At first, I wasn’t ready to give up the life Preston and I had together. I loved all of the crazy adventures we had together and how we were able to do pretty much anything we wanted to do at anytime. I was nervous to put a career (that I wanted to start) on hold until after I had Myla (I had been through 4 years of school and I was ready to start).
I was nervous about so many things but at the same time I was SO anxious. Anxious to become a new mom (even though I had no idea what I was doing), anxious to start this new chapter in our life, anxious to take TOO MANY pictures of our sweet new baby, and even more anxious to see the beautiful little girl we had created.
Almost the minute we walked in our front door the first day home together, it HIT me. I no longer felt like myself and I didn’t know why. I was angry with Preston for nothing, I was angry that people wanted to help (I could do it), I was angry that I wasn’t “me” anymore, I was angry that the tears wouldn’t stop, I was angry about SO many things.
I struggled with SO many different things and no longer felt like myself, but I ESPECIALLY struggled with BREASTFEEDING! Myla would finish nursing and I would have to continue to pump while Preston took her from me (which was hard after taking the time to feed her). Then, other times, before I fed her I’d have to pump and pump and pump before I could even feed her so that she could get my “good” milk. Then I’d feed her. Then I’d have to pump AGAIN. Then, she’d be up from her nap again and ready to EAT (I felt like I wasn’t spending hardly any time with her or my husband)! It was a vicious cycle that was totally out of my control and seriously frustrated me. I wanted to spend time with my new baby and I didn’t feel like I even had the TIME to do that. I was crying all the time and felt like I was CONSTANTLY pumping or feeding (which was now becoming a chore).
In my overloaded milk and sleep deprived daze, I felt more and more distant from Preston, Myla and especially myself. I didn’t have the energy or strength to enjoy getting to know our new baby girl or take those pictures that I so anxiously wanted to take in the beginning.
As I reached out for support from lactation specialists, I found more support from those who encouraged me to do what was right for ME instead of trying to find more solutions to slow down my milk supply.

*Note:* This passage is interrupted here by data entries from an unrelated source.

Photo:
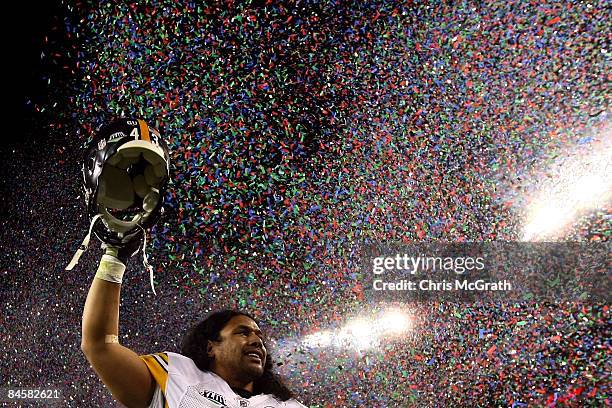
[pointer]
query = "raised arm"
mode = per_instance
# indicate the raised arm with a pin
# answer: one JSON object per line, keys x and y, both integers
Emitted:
{"x": 124, "y": 373}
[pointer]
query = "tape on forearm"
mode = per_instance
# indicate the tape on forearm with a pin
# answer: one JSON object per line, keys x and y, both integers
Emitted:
{"x": 111, "y": 338}
{"x": 111, "y": 269}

Breastfeeding made me feel STUCK. I felt like I had to nurse or pump all day and couldn’t go anywhere. And if we went anywhere we couldn’t go for long or else I would be in pain until I could pump. I had PLENTY of milk (and I am so glad there are women out there that have PLENTY of milk to SHARE with mothers who can’t help their babies in the way they’d like to – PROPS TO YOU!) but I couldn’t keep up with the demands of nursing, pumping and pumping some more! I had not imagined that motherhood would revolve SO MUCH around breastfeeding.
I pushed through so many sad and hard days, continuing to breastfeed because I thought that’s what was best for Myla . I pushed through tears and luckily had a patient husband with me to help me through all of those hard days. As it turned out, breastfeeding wasn’t what was best for me as a new mom.

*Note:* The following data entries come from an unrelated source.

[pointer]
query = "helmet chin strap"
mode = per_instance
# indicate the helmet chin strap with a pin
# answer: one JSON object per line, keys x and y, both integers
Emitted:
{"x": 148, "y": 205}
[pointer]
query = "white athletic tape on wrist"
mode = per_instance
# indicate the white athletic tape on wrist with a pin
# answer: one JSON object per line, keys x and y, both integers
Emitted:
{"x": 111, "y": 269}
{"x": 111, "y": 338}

I searched desperately for “permission” to quit from my husband (who would support me in whatever I chose), my family, and my new mom friends. I felt like I was going to let someone down. I finally made the bold decision to STOP BREASTFEEDING when Myla was six weeks old (which seemed like SO much longer). I decided this is what I had to do to become a “happy” mom and wife. I wanted my days home with my daughter and husband to be, simply– happy ones. I didn’t care what others tried to convince me to do, I didn’t want to push through anymore, this is what I needed to do to feel more like “me.”
I decided to quit cold turkey so that I couldn’t change my mind and I’ll tell you what, it was the BEST decision I had made as a new mom. Almost INSTANTLY I wasn’t upset anymore. I was back to being ME and I was HAPPY. And I felt like I actually had the TIME to be happy. Preston and I took turns feeding her formula (it was no longer a chore), we all started sleeping more, getting to know Myla more, and actually ENJOYING every minute of our new life with our baby girl.

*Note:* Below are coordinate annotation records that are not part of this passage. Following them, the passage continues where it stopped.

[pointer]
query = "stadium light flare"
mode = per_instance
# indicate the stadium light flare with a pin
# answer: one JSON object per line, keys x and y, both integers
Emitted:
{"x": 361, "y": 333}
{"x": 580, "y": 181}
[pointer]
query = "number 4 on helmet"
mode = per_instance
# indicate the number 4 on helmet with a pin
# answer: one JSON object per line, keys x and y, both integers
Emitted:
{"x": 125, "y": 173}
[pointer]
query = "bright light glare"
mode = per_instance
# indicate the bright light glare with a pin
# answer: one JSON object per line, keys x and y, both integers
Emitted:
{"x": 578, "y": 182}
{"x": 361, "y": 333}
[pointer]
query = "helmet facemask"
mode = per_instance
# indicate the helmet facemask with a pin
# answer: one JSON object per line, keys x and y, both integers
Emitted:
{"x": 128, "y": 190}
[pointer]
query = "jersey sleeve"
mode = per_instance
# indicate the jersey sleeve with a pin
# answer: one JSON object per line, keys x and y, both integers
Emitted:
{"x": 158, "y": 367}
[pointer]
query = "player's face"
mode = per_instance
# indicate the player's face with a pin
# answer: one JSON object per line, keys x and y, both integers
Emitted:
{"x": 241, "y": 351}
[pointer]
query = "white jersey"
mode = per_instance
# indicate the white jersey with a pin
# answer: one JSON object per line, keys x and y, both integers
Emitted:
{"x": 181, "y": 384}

For me, being a mom who isn’t breastfeeding, makes me feel like such a BETTER mom and wife. I didn’t miss it or regret it like I thought I might, instead I felt free. FREE to enjoy being a mom and free to spend more time with my baby that I had so anxiously waited for. Getting to spend that extra time with Preston, getting out of the house for a few hours and actually having FUN became a new part of motherhood that I didn’t know existed. I could actually enjoy this new title of “mom” without feeling any extra weight on my shoulders.
I could be me and I could enjoy being a mom– most importantly, Myla’s mom.